Die virtuelle Hauptversammlung findet am 23. Juli 2026 statt. Aktionärsvertreter dürften dort Vorstand und Aufsichtsrat mit der Diskrepanz zwischen erreichten Umsatzzahlen und schwächelnden Neuaufträgen konfrontieren. Ein sinkender Auftragseingang gilt als Frühindikator für künftige Umsatzentwicklung – die Kritik zielt entsprechend auf die mittelfristigen Perspektiven des Unternehmens.
Jahresabschluss zeigt schrumpfende Marge
Der geprüfte Jahresabschluss 2025/2026, den der Konzern Anfang Juni vorlegte, bestätigt die angespannte Ertragslage. Der Umsatz belief sich auf 2,293 Milliarden Euro. Die bereinigte EBITDA-Marge fiel jedoch auf 6,6 Prozent und blieb damit unter dem Vorjahreswert von 7,1 Prozent. Der Rückgang der Marge um einen halben Prozentpunkt fällt in eine Phase, in der der Auftragseingang parallel deutlich nachgab – ein Zusammenspiel, das die anstehende Hauptversammlung zum Prüfstein für die Unternehmensführung macht.

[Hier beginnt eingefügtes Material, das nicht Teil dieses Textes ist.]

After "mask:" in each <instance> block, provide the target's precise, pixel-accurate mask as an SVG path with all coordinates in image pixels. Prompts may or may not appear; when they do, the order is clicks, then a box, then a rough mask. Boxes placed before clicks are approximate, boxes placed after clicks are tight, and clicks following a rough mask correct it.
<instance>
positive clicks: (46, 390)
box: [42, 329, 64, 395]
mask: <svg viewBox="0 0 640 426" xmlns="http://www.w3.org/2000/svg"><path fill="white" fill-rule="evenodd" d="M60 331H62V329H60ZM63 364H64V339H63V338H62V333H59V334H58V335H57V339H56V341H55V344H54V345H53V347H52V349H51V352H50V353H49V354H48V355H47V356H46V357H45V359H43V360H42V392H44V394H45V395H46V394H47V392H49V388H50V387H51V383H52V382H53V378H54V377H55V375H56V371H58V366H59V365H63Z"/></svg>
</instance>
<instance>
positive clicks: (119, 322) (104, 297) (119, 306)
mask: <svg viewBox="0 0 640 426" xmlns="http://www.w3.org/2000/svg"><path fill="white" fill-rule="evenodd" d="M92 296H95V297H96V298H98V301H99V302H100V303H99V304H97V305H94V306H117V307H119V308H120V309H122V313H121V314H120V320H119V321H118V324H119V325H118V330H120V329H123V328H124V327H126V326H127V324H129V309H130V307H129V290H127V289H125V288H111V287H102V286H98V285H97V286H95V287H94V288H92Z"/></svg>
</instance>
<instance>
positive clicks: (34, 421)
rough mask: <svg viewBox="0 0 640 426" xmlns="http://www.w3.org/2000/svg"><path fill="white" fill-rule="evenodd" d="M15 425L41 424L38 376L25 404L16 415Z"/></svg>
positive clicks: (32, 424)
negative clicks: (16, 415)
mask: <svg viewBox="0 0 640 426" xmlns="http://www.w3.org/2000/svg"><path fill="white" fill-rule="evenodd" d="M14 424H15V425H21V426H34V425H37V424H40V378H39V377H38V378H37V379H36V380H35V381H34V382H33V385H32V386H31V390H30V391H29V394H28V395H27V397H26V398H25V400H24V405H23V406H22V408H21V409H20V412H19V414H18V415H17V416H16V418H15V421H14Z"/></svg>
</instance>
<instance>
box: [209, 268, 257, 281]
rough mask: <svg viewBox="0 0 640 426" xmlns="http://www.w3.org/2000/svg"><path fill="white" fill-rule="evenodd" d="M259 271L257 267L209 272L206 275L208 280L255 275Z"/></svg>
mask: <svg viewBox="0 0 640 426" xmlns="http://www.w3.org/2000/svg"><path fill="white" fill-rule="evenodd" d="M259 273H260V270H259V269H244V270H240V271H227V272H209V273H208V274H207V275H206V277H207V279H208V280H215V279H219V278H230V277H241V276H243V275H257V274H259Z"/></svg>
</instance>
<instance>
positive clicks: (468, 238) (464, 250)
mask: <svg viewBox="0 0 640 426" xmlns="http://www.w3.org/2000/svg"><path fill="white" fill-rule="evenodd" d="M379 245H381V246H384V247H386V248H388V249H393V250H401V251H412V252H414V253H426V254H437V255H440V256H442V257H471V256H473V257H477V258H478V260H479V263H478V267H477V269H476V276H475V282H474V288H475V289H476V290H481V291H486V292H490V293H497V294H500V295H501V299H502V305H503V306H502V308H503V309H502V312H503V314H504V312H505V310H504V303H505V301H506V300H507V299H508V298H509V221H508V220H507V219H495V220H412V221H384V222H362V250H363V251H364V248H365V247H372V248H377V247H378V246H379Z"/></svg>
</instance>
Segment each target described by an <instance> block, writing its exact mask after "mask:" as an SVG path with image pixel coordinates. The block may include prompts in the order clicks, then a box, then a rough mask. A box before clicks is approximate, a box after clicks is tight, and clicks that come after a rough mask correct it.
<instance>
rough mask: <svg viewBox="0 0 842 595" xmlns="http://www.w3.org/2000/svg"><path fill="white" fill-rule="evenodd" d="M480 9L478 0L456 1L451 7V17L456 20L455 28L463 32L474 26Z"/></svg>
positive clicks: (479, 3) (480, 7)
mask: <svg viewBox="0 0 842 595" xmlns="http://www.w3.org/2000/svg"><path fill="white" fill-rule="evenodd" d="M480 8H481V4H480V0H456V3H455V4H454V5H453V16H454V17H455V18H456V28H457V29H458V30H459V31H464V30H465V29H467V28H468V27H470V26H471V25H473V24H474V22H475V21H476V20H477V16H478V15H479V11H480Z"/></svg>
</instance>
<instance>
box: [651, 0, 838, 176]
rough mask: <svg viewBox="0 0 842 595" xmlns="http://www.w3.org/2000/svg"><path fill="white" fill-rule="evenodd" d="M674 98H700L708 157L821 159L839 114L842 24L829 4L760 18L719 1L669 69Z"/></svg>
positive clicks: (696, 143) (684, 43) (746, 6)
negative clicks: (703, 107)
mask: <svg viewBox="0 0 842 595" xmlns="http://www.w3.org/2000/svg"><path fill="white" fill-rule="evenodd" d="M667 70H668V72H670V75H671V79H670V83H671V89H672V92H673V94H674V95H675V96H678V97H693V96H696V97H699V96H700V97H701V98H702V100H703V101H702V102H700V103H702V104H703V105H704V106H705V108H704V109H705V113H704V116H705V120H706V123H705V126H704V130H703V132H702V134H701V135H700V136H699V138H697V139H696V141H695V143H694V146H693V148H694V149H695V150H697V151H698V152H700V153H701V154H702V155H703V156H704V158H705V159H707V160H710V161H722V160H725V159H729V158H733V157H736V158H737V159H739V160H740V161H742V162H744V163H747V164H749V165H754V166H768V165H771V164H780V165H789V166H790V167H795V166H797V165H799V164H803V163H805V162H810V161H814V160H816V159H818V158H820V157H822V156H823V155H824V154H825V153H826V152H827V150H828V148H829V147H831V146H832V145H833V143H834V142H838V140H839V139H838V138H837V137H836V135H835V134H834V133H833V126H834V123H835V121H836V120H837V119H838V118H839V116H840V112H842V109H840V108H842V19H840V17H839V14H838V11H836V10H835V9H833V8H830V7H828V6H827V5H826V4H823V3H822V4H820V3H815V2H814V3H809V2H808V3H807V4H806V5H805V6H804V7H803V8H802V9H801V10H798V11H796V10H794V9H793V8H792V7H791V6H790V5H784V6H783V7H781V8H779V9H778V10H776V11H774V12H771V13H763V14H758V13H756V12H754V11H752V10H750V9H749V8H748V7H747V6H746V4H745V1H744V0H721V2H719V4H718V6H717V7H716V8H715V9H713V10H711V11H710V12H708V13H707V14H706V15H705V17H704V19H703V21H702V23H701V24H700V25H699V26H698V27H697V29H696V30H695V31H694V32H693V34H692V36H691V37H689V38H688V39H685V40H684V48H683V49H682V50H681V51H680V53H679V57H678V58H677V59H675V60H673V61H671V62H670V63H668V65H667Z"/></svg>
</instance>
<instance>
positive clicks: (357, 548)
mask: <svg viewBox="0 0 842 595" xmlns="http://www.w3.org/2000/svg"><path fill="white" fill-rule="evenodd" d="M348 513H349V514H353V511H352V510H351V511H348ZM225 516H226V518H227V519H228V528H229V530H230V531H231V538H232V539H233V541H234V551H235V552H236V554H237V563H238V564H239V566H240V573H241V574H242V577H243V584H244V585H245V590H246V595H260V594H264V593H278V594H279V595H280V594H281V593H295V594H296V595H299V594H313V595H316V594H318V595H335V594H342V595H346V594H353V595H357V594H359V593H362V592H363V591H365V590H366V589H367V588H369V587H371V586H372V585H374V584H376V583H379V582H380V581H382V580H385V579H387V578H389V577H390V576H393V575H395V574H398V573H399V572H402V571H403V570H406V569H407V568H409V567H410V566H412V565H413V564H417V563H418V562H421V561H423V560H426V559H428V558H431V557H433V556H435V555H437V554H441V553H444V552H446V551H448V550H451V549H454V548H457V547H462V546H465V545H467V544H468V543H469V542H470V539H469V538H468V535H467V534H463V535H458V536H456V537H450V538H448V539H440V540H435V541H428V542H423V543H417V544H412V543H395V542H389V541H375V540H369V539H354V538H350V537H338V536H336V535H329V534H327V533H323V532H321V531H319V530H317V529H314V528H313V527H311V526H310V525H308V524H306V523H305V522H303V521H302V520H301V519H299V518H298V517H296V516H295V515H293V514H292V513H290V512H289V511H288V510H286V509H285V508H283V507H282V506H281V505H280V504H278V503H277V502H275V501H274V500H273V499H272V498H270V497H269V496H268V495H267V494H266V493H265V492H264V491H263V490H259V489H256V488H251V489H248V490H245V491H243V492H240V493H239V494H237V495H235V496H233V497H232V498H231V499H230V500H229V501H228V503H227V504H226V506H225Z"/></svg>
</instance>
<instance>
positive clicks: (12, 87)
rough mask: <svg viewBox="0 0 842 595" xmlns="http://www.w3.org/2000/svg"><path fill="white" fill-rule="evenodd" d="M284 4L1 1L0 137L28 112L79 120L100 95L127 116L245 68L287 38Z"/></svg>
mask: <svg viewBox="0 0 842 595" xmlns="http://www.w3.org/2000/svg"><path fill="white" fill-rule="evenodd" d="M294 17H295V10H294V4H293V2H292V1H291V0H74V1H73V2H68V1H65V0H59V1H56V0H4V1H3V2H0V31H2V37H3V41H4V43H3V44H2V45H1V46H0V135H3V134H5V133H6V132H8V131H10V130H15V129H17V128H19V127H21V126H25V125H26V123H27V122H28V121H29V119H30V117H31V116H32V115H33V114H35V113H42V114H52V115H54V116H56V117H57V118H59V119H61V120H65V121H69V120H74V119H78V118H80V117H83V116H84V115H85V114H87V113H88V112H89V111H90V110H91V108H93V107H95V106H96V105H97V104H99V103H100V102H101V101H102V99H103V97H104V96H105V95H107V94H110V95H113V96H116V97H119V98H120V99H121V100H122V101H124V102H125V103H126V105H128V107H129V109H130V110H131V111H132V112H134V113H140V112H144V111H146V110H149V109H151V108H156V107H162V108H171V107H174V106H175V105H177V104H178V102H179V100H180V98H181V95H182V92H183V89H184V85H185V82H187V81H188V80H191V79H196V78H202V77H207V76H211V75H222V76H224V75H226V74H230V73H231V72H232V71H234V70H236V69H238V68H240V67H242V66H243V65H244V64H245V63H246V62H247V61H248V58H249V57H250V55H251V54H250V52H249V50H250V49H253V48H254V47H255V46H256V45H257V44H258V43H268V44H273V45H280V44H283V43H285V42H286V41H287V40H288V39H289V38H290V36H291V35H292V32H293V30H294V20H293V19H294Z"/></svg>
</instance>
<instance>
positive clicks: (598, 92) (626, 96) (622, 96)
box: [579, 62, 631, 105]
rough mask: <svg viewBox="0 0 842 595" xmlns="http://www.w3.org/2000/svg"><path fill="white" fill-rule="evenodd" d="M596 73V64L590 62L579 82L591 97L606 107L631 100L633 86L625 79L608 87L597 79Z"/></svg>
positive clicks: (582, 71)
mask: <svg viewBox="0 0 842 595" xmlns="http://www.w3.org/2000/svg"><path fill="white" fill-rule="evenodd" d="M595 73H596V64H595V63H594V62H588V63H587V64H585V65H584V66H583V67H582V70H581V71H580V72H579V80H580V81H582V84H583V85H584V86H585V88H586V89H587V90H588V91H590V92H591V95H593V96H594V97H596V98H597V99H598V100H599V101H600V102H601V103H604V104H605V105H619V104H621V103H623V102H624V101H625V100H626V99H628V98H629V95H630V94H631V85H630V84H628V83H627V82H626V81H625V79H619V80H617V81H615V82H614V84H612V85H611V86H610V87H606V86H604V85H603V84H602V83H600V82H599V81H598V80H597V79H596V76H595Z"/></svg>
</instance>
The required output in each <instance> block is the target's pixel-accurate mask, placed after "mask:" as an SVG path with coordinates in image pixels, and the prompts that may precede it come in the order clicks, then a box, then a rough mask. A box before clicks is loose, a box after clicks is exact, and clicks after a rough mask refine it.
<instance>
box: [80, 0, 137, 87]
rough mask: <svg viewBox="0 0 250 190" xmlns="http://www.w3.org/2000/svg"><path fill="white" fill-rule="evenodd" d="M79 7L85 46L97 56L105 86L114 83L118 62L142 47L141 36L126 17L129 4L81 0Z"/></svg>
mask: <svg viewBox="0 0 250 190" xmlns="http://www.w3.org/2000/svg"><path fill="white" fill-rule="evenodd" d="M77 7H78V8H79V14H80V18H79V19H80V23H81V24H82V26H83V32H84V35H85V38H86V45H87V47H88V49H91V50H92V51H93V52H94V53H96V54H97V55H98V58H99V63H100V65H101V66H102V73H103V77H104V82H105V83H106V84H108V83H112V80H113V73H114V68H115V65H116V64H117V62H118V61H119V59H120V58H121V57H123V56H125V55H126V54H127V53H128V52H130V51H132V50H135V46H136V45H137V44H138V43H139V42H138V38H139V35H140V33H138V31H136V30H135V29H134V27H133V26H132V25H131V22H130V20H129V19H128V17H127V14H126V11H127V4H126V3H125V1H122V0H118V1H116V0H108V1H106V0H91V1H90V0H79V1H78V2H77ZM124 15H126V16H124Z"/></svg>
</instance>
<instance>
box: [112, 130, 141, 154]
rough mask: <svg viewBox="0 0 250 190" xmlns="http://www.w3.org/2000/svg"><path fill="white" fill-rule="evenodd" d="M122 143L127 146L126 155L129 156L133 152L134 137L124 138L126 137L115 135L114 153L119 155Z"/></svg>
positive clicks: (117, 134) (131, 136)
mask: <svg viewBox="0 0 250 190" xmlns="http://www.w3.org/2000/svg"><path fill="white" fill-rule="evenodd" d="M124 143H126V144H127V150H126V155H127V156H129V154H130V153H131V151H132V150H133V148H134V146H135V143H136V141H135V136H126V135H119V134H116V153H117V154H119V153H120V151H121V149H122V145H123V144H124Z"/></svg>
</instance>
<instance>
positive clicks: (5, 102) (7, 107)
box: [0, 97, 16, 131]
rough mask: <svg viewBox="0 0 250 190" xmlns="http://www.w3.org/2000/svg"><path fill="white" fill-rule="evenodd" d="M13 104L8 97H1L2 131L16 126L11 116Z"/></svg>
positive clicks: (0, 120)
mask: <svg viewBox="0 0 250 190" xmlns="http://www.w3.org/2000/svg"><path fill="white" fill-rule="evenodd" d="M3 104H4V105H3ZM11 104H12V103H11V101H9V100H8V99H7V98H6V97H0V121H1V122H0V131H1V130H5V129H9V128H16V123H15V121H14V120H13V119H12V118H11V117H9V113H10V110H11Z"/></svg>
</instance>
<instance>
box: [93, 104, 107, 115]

Kursverlauf spiegelt die Unsicherheit
Die Aktie notiert aktuell bei 1,36 Euro und legte im Tagesvergleich um 1,95 Prozent zu. Der Blick auf die längere Frist zeigt jedoch das eigentliche Bild: Seit Jahresbeginn hat das Papier 33,10 Prozent an Wert verloren. Vom 52-Wochen-Hoch bei 2,54 Euro, erreicht Ende Juli 2025, trennen die Aktie inzwischen 46,43 Prozent. Der jüngste Kursrutsch brachte den Titel Mitte März 2026 bis auf ein 52-Wochen-Tief von 1,29 Euro, von dem sich der Kurs seither nur wenig entfernt hat.
Die Kursschwäche der vergangenen Monate lässt sich unmittelbar mit der operativen Entwicklung in Verbindung bringen. Sinkende Neuaufträge bei gleichzeitig schrumpfender Marge liefern wenig Argumente für eine kurzfristige Erholung, zumal die Hauptversammlung nun zur Bühne für eine kritische Aufarbeitung der Geschäftsjahresergebnisse wird.
Blick nach vorn: Erste Quartalszahlen im August
Nach der Hauptversammlung am 23. Juli richtet sich der Blick der Anleger auf den 19. August 2026. An diesem Tag veröffentlicht Heidelberger Druckmaschinen die Zahlen zum ersten Quartal des Geschäftsjahres 2026/2027. Diese Veröffentlichung dürfte zeigen, ob sich der schwache Auftragseingang aus dem Vorjahr bereits in den laufenden Geschäftszahlen niederschlägt oder ob eine Stabilisierung einsetzt.
Für die Hauptversammlung selbst bedeutet die aktuelle Gemengelage, dass Vorstand und Aufsichtsrat sich auf kritische Nachfragen einstellen müssen. Die Kombination aus erreichten Umsatzzielen, schrumpfender Profitabilität und rückläufigem Auftragseingang liefert reichlich Diskussionsstoff für die Aktionäre, die am 23. Juli über die Entlastung der Unternehmensführung entscheiden.